Second, he believes that philanthropists should be absolutely committed to the concept of "giving back" -- but in a form that enables people to become self-sufficient in the long term rather than providing temporary aid, or limosna ("hand-outs"). "Justice isn't made when you have $100 million and others remain very poor," Varsavsky says. "So you use your skills to redress basic imbalances in the world among the haves and have-nots." Educar precisely addresses Varsavsky's vision by providing tools to Argentina's youth, no matter what economic background they come from, and it aims at producing long-term results, much like the immensely profitable businesses he has created.

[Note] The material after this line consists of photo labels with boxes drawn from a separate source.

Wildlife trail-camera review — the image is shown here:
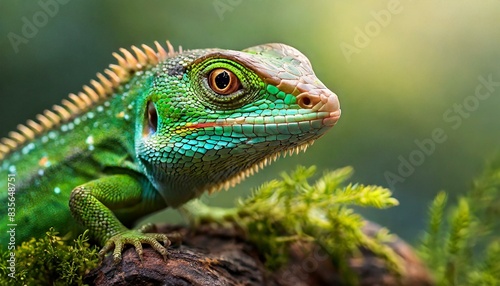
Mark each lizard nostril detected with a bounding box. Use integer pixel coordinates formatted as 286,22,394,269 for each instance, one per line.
297,96,312,108
142,101,158,136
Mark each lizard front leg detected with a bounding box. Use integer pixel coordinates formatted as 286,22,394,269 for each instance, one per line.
69,175,170,263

Third, it is important for the philanthropy to be focused. For the time being, Varsavsky is concentrating on making Educar a success and is not active to such a hands-on degree with any other philanthropic initiatives. His other major involvement is as a board member and donor to Endeavor (www.endeavor.org), a New York-based nonprofit that supports small business development in various countries in Latin America. He also takes part in civic activities in Madrid. Overall, Varsavsky says he spends about three-fourths of his time "making money" and the rest in various not-for-profit activities, including speaking and writing as well as philanthropy.
Varsavsky is better known in Argentina as a philanthropist, while people in Europe know him principally as a business leader. "I'd been a very private person until doing this project. It has made me a public person -- there was a massive reaction -- and it's a super-well-known activity," he says. "So in Argentina I'm not a private person anymore."
In addition, being able to come back to Argentina as a guest of the president was a particularly poignant moment in his life. "I'd been thrown out and now I came back with a big gift and it was very positive," he says. "They hang my pictures in schools -- it moved people in Argentina. I might meet an Argentine who doesn't know who I am, but everyone knows Educar because it became a national plan of the government and is going to be in every school. It has had incredible impact."